Got some insight the other day into my eldest's 1st quarter grades. Apparently, her "Marking Period Exams" that she took in her core classes are tests that are given district-wide to every student in those classes. And apparently, almost all the kids do poorly on them.
I'm struggling with how I feel about these tests, as a parent and as a teacher. I understand why they do this. They want each teacher to be accountable for teaching the content the course is supposed to cover. They want uniformity in results across the district. They want an A in Mrs. Jones' Geometry class at North High to mean the same thing as an A in Mrs. Smith's Geometry class at West High.
However, Mrs. Jones and Mrs. Smith have different students, coming from different starting places, with different learning styles and different life situations . . . it really is very hard to make education uniform and make it quality as well. That's when teachers end up "teaching to the test", rather than teaching the child.
The problem with this system, I believe, is the time factor. An effective teacher, I think, should be able to get almost all of his students to the point of passing a district-wide established "Marking Period Exam" . . . but they may not get all of them there in nine weeks. Some kids will be there in three. Some will take a full semester.

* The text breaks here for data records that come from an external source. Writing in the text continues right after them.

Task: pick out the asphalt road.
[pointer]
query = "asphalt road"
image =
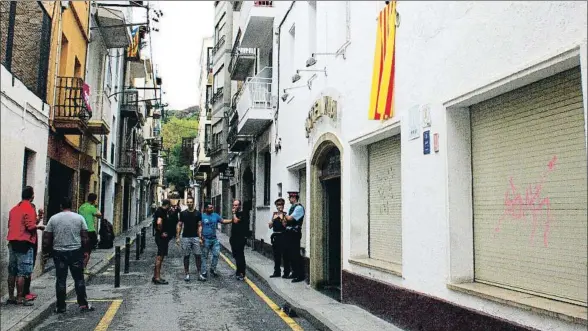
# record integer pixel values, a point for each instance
(221, 303)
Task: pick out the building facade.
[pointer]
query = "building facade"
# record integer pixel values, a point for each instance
(202, 170)
(25, 111)
(480, 155)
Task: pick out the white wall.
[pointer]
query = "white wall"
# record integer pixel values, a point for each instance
(444, 50)
(24, 124)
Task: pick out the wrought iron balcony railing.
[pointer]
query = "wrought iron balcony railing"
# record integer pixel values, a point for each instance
(72, 100)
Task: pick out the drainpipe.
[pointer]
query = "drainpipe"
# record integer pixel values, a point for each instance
(58, 55)
(278, 73)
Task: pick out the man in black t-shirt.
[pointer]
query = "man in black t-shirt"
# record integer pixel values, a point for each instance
(162, 238)
(239, 234)
(190, 220)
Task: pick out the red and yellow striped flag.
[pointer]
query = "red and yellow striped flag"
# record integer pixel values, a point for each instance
(382, 95)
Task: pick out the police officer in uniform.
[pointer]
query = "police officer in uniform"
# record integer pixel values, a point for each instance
(293, 223)
(279, 240)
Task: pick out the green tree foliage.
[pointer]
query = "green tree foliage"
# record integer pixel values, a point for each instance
(176, 128)
(172, 131)
(177, 174)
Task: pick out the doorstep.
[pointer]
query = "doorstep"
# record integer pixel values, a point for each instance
(25, 318)
(319, 309)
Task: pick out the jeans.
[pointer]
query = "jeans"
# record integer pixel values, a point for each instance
(21, 264)
(280, 253)
(238, 249)
(293, 249)
(74, 261)
(214, 245)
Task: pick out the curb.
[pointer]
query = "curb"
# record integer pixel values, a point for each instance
(320, 324)
(31, 321)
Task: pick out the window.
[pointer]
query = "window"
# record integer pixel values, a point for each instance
(28, 168)
(267, 165)
(105, 148)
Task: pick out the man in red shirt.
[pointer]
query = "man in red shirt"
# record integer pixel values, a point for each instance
(22, 237)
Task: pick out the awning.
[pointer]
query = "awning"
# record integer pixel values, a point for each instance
(111, 24)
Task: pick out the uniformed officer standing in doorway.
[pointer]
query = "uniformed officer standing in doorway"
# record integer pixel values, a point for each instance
(279, 241)
(293, 223)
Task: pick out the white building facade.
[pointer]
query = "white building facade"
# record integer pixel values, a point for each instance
(472, 196)
(25, 119)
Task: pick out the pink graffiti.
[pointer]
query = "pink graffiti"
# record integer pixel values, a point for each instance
(518, 207)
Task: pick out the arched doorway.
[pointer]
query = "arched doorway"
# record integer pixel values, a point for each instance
(325, 218)
(247, 194)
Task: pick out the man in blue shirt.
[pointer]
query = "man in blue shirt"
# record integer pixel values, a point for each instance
(208, 240)
(293, 223)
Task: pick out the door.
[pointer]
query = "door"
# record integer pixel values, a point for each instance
(60, 185)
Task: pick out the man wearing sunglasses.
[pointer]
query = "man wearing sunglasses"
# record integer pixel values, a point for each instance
(208, 240)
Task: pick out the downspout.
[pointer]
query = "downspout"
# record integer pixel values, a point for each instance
(58, 55)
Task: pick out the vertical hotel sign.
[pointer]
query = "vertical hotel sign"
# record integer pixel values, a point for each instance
(133, 50)
(382, 94)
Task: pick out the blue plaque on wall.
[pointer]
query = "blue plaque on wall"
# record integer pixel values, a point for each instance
(426, 142)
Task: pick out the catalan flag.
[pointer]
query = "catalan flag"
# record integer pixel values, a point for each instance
(382, 94)
(133, 50)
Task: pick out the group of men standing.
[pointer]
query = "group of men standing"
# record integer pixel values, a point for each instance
(68, 237)
(286, 236)
(195, 232)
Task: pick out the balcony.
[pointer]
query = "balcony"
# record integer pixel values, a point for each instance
(236, 142)
(255, 105)
(217, 96)
(129, 106)
(156, 143)
(154, 173)
(111, 24)
(99, 124)
(130, 162)
(219, 44)
(257, 24)
(72, 110)
(242, 61)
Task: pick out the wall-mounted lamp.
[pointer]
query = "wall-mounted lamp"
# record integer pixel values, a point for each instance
(285, 95)
(312, 59)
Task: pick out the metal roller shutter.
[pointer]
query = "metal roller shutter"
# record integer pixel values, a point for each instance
(529, 189)
(385, 215)
(302, 190)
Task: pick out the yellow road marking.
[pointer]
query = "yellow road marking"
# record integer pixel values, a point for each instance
(287, 319)
(108, 316)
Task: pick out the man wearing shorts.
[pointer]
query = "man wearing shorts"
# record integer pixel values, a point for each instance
(163, 234)
(22, 238)
(208, 226)
(189, 221)
(89, 211)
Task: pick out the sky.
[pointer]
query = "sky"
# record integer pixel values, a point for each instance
(176, 48)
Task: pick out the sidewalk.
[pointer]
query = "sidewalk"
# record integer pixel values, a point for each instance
(23, 318)
(309, 303)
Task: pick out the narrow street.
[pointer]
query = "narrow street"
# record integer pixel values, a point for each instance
(221, 303)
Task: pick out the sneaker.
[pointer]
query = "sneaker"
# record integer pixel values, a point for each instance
(59, 310)
(86, 308)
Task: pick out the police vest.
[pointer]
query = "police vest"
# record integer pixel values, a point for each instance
(295, 226)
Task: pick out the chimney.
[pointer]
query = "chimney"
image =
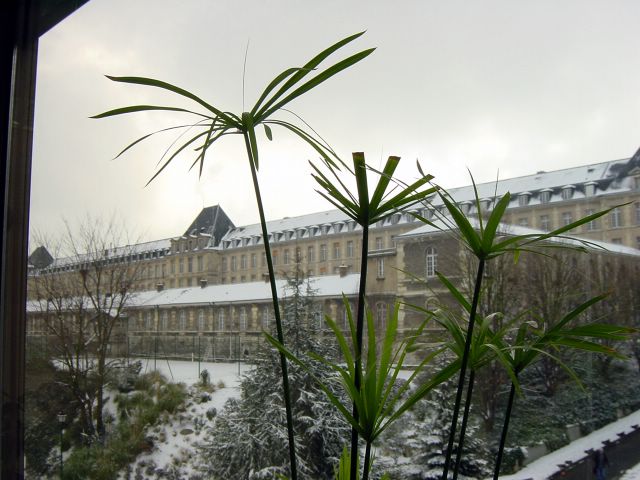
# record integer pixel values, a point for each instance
(343, 270)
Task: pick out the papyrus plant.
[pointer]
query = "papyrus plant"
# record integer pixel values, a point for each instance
(545, 338)
(387, 198)
(482, 238)
(212, 124)
(372, 385)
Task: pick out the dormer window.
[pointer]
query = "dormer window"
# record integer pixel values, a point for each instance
(485, 203)
(545, 196)
(567, 192)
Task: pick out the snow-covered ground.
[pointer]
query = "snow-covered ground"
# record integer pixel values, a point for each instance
(175, 444)
(632, 474)
(546, 466)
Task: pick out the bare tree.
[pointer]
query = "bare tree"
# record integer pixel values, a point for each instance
(80, 301)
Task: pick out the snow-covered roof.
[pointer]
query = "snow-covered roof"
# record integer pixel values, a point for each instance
(606, 177)
(326, 286)
(162, 245)
(441, 225)
(599, 174)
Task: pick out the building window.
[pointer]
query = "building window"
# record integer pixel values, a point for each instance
(221, 319)
(432, 261)
(183, 320)
(380, 268)
(567, 193)
(545, 196)
(593, 224)
(200, 320)
(381, 316)
(615, 218)
(265, 318)
(545, 224)
(243, 318)
(350, 249)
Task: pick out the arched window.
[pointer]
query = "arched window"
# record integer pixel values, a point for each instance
(243, 318)
(221, 319)
(381, 316)
(266, 313)
(432, 261)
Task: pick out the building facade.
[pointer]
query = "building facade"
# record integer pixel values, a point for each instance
(215, 264)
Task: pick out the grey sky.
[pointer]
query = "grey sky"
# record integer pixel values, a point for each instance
(514, 86)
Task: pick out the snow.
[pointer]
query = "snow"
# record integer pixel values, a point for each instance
(329, 285)
(632, 474)
(176, 443)
(577, 450)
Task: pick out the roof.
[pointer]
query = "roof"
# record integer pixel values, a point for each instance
(326, 286)
(443, 225)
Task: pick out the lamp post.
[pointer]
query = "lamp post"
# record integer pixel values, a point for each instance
(61, 419)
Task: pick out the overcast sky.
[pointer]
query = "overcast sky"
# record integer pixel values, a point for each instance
(494, 86)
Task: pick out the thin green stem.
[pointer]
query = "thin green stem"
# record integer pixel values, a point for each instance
(505, 429)
(358, 352)
(463, 368)
(463, 428)
(367, 462)
(276, 311)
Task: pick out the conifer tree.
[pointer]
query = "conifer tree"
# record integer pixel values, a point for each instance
(248, 439)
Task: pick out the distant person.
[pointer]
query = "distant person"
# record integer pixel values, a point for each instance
(600, 464)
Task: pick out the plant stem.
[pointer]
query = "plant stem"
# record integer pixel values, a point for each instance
(463, 367)
(276, 311)
(367, 462)
(359, 330)
(505, 428)
(463, 428)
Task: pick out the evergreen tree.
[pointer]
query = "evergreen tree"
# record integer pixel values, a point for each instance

Now, it's true that at some point, kids have to figure out how to accommodate someone else's schedule -- if it takes Joey longer to figure out his Geometry than the rest of the class, he has to put more time into it outside of class. But that time will need to be with a teacher if it's going to help him, and so teachers need to have the flexibility to give that extra time.

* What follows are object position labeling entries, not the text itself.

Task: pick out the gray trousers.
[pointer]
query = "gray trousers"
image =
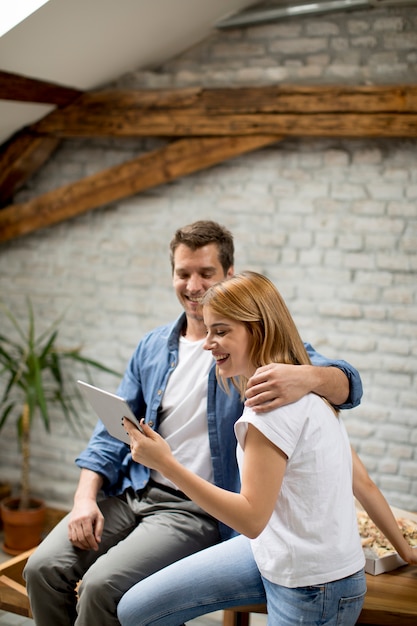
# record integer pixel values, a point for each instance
(141, 536)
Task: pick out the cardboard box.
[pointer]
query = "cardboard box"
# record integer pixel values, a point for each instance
(378, 565)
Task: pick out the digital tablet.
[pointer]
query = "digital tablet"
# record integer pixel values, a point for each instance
(111, 409)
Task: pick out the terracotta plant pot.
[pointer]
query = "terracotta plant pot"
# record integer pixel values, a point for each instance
(5, 492)
(22, 529)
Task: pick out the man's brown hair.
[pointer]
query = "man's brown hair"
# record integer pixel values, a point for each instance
(203, 233)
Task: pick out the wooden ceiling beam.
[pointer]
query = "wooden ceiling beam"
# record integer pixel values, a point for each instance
(177, 159)
(24, 89)
(20, 158)
(327, 111)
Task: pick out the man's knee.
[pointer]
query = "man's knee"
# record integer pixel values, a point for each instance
(35, 566)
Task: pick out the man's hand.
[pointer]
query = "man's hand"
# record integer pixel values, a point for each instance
(86, 524)
(276, 385)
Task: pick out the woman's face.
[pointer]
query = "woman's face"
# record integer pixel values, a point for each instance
(229, 342)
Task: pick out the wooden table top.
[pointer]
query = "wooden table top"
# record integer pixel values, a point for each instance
(391, 599)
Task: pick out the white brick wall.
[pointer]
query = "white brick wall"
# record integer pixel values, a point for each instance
(332, 222)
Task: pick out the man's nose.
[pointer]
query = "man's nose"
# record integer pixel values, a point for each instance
(195, 284)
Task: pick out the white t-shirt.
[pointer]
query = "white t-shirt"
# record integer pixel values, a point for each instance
(312, 536)
(184, 411)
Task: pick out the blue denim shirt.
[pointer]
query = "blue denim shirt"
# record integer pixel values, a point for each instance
(143, 387)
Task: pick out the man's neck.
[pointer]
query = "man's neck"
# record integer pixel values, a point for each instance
(194, 330)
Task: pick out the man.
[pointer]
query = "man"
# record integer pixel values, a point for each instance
(142, 522)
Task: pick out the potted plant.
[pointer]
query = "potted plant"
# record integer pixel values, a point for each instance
(32, 370)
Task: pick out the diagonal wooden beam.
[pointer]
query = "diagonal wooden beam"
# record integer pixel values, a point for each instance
(20, 158)
(327, 111)
(160, 166)
(25, 89)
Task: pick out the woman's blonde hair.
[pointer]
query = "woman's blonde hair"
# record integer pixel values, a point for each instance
(253, 300)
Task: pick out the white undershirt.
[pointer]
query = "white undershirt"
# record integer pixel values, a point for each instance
(184, 411)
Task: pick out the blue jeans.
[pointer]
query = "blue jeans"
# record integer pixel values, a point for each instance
(337, 603)
(225, 576)
(216, 578)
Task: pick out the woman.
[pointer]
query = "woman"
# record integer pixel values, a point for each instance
(297, 470)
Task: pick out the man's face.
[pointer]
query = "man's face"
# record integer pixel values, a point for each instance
(194, 272)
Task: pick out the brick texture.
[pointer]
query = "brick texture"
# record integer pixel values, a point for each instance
(332, 222)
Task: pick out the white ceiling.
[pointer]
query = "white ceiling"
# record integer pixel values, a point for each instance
(88, 43)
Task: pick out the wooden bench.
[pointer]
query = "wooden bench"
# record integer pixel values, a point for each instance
(391, 600)
(13, 596)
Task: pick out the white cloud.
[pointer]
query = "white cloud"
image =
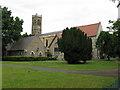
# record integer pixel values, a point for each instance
(59, 14)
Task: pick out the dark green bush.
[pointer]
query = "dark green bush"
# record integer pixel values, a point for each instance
(24, 58)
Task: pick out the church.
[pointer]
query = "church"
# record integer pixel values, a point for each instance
(39, 44)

Good teachers already give hours and hours of their "personal time" for their students. But I think there should be a way for them to be compensated for that. And a way to make it more feasible for students who need extra time to get it. In an effort to manage masses of students going in and out of their doors, schools have had to set up artificial boundaries and time schedules and guidelines that have little to do with effective learning.
Case in point: when I taught in the at-risk student program at Hutch High, we wanted to arrange things so that a student who finished all the requirements for a class early in the year could stop coming to school for that hour. We knew that would be a huge motivation for these kids. But the law states that, to get credit for high school Geometry, you have to not only complete the required coursework, you have to sit in the classroom for a certain number of hours . . . whether you're learning or not . . .
Let's remember, folks, the goal here is learning . . .
1 comment:
When I taught at Gloucester County Alternative high school, the other English teacher and I were paid in the summer (up to 10 hours of paid time - we put in MUCH more time) to create individual learning packets so students could master the core curriculum required by the state. That way, if student finished their entire junior year curriculum, they could start on their senior year. Motivated students (and we had some) could finish two years in one.
It lasted one marking period. Parents didn't understand. They complained. It was confusing to them because it was different. The school scrapped the idea, and we went back to droning away in the front of the classroom while the motivated students got bored and the unmotivated students slowed us all down.
Learning was not the goal there, either. Making it look like parents thought it should look was the goal.